Not much meat in this food at all.


----------



## Herzo (Feb 5, 2011)

Yes old and he has been banned but your in luck he is on again and now is monstersdad. He'll be around at some point.


----------



## khackett (Mar 8, 2013)

*need a little more please*



RawPitbulls said:


> Not much meat in this food at all.


Is this based on scientific analysis? Is this compared to other grain-free formulas? Is this your hunch? Sorry, need a little more to work off of here


----------



## SuperPug (Mar 5, 2013)

khackett said:


> Is this based on scientific analysis? Is this compared to other grain-free formulas? Is this your hunch? Sorry, need a little more to work off of here


It's in the ingredients: Meadow Feast - Ingredients : Earthborn Holistic Pet Food
I only see 1 meat type listed. The rest listed is vegetables, fruits, grains, supplements and preservatives.


----------



## DaViking (Sep 27, 2011)

SuperPug said:


> It's in the ingredients: Meadow Feast - Ingredients : Earthborn Holistic Pet Food
> I only see 1 meat type listed. The rest listed is vegetables, fruits, grains, supplements and preservatives.

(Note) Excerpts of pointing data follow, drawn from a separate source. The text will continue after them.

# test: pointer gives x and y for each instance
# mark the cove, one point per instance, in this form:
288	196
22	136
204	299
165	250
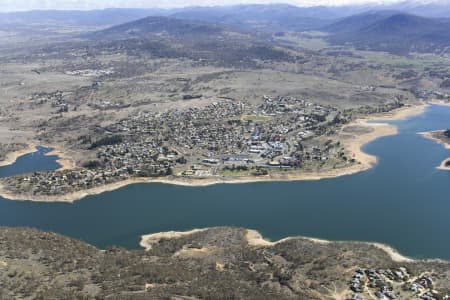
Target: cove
404	201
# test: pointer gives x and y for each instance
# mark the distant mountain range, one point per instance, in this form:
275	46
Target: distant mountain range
151	26
273	16
393	32
397	28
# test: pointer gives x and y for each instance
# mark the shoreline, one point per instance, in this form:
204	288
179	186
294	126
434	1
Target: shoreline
353	143
12	157
429	135
63	160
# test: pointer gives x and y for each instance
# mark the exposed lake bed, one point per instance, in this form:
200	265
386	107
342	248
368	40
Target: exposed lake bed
402	202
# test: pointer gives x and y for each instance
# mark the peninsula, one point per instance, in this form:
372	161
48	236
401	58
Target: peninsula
441	137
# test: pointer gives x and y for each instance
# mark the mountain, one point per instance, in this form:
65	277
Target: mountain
106	17
272	17
393	32
150	26
203	42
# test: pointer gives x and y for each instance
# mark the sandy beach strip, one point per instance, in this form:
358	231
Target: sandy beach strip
353	144
439	102
147	241
429	135
445	165
255	239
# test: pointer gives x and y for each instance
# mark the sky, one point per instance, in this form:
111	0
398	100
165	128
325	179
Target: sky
20	5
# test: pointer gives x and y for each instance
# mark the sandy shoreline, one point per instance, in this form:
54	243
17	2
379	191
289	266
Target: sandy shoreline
353	143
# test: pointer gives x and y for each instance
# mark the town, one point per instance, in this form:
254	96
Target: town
394	283
227	138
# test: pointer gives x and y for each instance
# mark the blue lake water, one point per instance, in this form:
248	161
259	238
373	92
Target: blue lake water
404	201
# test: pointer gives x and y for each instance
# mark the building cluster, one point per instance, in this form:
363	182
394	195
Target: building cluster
223	135
393	284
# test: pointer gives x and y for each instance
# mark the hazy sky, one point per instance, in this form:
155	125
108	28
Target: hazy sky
15	5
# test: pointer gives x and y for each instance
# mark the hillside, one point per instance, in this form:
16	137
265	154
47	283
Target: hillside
176	38
105	17
392	32
226	263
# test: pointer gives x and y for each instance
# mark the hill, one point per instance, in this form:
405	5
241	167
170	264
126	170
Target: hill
225	263
393	32
105	17
176	38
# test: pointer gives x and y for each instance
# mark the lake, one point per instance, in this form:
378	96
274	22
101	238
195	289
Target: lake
404	201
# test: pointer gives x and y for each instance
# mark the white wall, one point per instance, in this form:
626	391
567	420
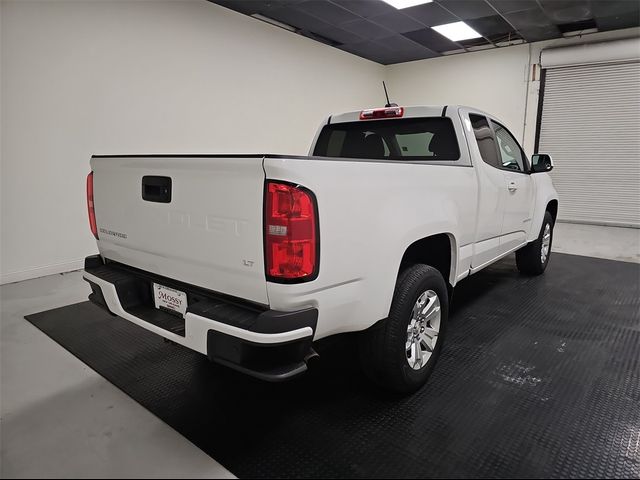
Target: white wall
86	77
498	81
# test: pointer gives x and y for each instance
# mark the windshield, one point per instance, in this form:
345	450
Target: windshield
431	138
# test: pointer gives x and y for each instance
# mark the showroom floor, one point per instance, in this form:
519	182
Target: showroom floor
81	425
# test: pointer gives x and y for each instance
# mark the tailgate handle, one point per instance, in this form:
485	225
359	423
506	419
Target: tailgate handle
156	189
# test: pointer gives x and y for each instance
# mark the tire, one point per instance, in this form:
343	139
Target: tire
530	259
385	355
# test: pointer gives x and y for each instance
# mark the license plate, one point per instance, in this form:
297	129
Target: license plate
170	299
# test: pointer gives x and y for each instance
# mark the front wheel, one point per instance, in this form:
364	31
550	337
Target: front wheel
400	353
533	258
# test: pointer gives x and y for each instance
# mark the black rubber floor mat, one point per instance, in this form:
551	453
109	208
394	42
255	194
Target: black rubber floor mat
539	377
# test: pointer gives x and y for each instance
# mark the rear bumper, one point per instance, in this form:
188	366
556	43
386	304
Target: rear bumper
267	344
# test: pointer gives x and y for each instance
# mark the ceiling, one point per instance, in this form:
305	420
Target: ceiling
377	31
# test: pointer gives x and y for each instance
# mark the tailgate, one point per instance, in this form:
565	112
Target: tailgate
200	221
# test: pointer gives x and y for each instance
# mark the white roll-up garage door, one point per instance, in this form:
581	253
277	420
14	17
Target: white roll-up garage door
590	124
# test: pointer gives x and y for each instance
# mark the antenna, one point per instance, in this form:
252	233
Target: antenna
389	104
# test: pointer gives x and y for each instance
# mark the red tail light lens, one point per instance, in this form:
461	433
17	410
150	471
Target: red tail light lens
291	233
92	213
388	112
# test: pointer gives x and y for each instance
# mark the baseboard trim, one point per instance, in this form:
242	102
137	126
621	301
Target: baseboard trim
40	271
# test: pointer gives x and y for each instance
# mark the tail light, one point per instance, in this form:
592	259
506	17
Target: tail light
92	213
387	112
291	233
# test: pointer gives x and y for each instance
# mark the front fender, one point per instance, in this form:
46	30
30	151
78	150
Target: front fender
545	193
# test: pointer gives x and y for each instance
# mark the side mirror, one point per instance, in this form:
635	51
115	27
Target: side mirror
541	162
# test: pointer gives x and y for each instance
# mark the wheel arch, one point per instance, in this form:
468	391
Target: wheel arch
438	250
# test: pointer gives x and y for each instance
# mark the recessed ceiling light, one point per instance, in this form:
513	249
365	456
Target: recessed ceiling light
406	3
457	31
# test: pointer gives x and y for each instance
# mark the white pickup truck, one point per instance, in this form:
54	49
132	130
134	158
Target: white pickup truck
250	259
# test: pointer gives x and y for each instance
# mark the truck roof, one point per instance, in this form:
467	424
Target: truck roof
411	111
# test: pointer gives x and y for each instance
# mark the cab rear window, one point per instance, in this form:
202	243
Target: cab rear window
431	138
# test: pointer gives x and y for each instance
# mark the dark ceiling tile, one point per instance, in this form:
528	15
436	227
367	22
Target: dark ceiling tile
567	11
506	6
367	49
365	8
577	26
249	7
537	34
490	26
612	15
616	22
430	14
467	9
410	57
528	19
326	11
339	35
397	21
432	40
474	42
366	29
610	8
297	18
400	43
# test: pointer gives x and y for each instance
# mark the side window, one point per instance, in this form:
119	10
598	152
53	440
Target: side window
511	157
485	140
415	144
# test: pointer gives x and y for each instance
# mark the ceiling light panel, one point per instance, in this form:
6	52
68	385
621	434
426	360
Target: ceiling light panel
399	4
457	31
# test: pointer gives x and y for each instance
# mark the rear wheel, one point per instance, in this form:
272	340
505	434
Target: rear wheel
401	352
533	258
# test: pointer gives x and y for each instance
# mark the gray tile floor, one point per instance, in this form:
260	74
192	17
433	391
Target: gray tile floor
58	418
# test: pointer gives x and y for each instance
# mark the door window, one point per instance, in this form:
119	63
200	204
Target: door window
484	138
511	156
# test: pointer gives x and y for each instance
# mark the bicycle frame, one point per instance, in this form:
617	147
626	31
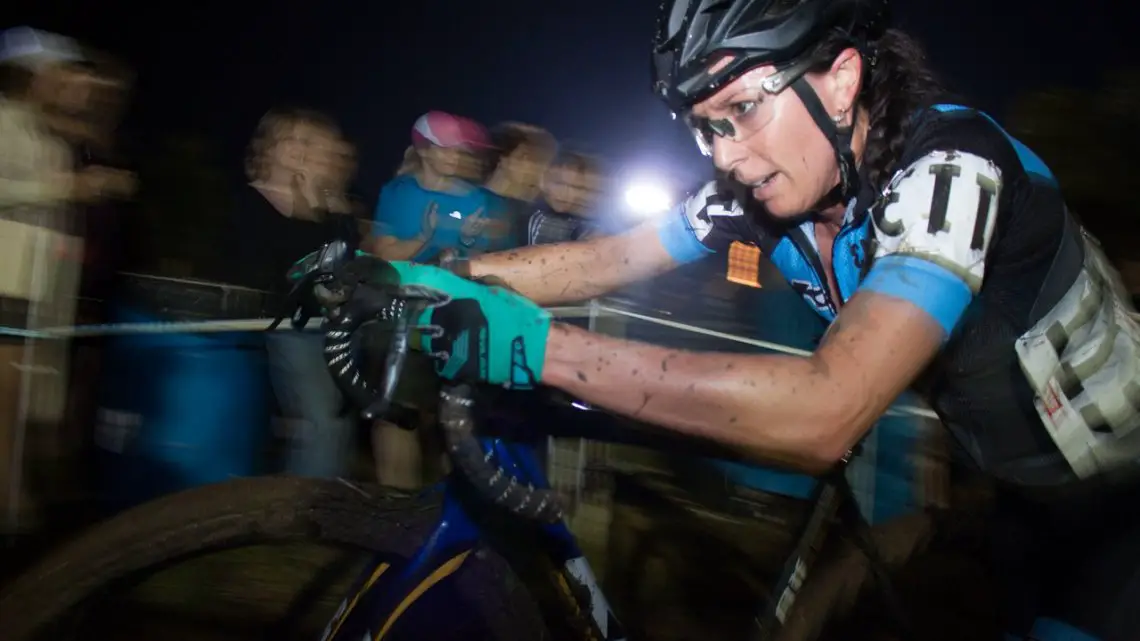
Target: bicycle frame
388	589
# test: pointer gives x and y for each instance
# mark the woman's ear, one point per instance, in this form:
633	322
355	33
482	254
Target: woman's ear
846	75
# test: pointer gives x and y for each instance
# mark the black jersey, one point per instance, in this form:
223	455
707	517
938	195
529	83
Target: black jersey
1039	373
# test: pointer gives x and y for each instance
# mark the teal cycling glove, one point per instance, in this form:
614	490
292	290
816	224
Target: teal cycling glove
479	332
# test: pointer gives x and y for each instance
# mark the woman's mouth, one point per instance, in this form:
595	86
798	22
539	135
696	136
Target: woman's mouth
763	187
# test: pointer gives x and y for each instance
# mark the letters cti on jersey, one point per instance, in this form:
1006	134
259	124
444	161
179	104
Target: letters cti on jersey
942	208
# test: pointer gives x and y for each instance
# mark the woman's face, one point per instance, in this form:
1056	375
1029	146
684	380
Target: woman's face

1, 3 or 77 named meat sourced doesn't say anything about how much meat is in there but it does say something about the amino acid composition. 30+0+0 = 30 and 10+10+10 = 30


----------



## SuperPug (Mar 5, 2013)

DaViking said:


> 1, 3 or 77 named meat sourced doesn't say anything about how much meat is in there but it does say something about the amino acid composition. 30+0+0 = 30 and 10+10+10 = 30


I'd rather see more lamb parts than plant parts.


----------



## DaViking (Sep 27, 2011)

SuperPug said:


> I'd rather see more lamb parts than plant parts.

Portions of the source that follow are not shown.